I saw the young fellow kicking up his heels in the lower hall after strapping on the feedbag. "How was your test?"
"Easy. At least it seemed that way to me."
After school, The Pony revealed that he had been called out of first hour to the office. "Did you think you were in trouble?"
"Not at all. In fact, I told the people sitting by me, 'It's probably about my IQ test.' I found out that's what it was, and went back to get my stuff. Then I got driven over to Basementia in a sportscar. Boy, was it low to the ground!"
It seems that a parent meeting suddenly came up, so The Pony was pawned off on another, who most likely volunteered in order to grab a quick smoke on the way back to Newmentia from Basementia. I suppose those with a habit abhor the smoke-free workplace, and long for the olden days of smoke-filled rooms where teachers lounged between classes.
I know nothing of IQ tests, but have heard names bandied about.
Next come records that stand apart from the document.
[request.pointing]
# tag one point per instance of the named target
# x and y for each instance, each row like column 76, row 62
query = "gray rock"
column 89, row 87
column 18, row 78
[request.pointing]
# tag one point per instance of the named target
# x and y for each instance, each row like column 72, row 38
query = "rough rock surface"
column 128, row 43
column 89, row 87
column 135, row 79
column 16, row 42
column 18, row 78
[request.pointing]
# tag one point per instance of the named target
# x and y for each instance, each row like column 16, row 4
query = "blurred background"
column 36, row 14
I asked The Pony if he knew what kind of test he had, perhaps a Wechsler, or a Stanford-Binet. He said he was pretty sure it was a Wechsler. The more he described it, the more in the dark I was. All I remember of testing from the one-room schoolhouse was when the schoolmarm gave us an "achievement test" every spring, and it was the Stanford-Binet, and it was a written entity. The Pony said his whole thing was responding to what the Tester showed him, or asked him. Huh.
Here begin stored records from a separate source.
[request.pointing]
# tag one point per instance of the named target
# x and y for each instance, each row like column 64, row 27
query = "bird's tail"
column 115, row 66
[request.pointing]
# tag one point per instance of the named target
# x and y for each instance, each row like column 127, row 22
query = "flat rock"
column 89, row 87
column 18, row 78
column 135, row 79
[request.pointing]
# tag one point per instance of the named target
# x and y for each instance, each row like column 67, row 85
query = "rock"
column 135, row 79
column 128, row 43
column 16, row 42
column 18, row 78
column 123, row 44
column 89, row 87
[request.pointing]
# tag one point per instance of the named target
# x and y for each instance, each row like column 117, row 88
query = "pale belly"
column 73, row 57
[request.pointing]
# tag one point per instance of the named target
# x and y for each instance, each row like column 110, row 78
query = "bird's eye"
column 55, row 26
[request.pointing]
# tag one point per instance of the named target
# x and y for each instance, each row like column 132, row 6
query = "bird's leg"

"I think I did pretty well. There were only three of the vocabulary that I didn't know. And one of them, garrulous, was in Short Stories class, that Mark Twain jumping frog story, when I got back from testing! So NOW I know what it means. And another one sounded like abhor, so I said to strongly dislike, but it wasn't abhor, but I don't know what it was. Then there were sequences like where the letters go in alphabetical order, but the numbers are reversed. That was okay until they got to around eight in a sequence. And there were block designs, which I knew all of them except the last one. I can't wait to see how I did."
"Well, I guess they'll tell you your score. Or they might tell me. Or they might just send it in with your application. I'll check on it tomorrow."
Yeah. Sometimes The Pony is totally like his brother. The one who bounced out of bed one morning in his early elementary years, and declared, "I can't believe the moment I've been waiting for my whole life is finally here! I get to take the MAP Test!"
2 comments:
And I'm going to get out of bed this Spring and say, "I can't believe the moment I've been waiting for for most of my teaching life--the last time students have to take the MAP test."
But I also know--I should be careful what I wish for...
Sioux,
Only one thing is certain. Whether you love it or loath it, every evaluation system eventually falls by the wayside in order for a NEW IMPROVED evaluation system to take its place. For a few years.
Otherwise, textbook companies would not be able to sell every school in the country NEW IMPROVED textbooks, and test materials, in order to stay solvent.
Educational consultants who have never manned the helm of a classroom are such geniuses that they keep reinventing the instructional wheel.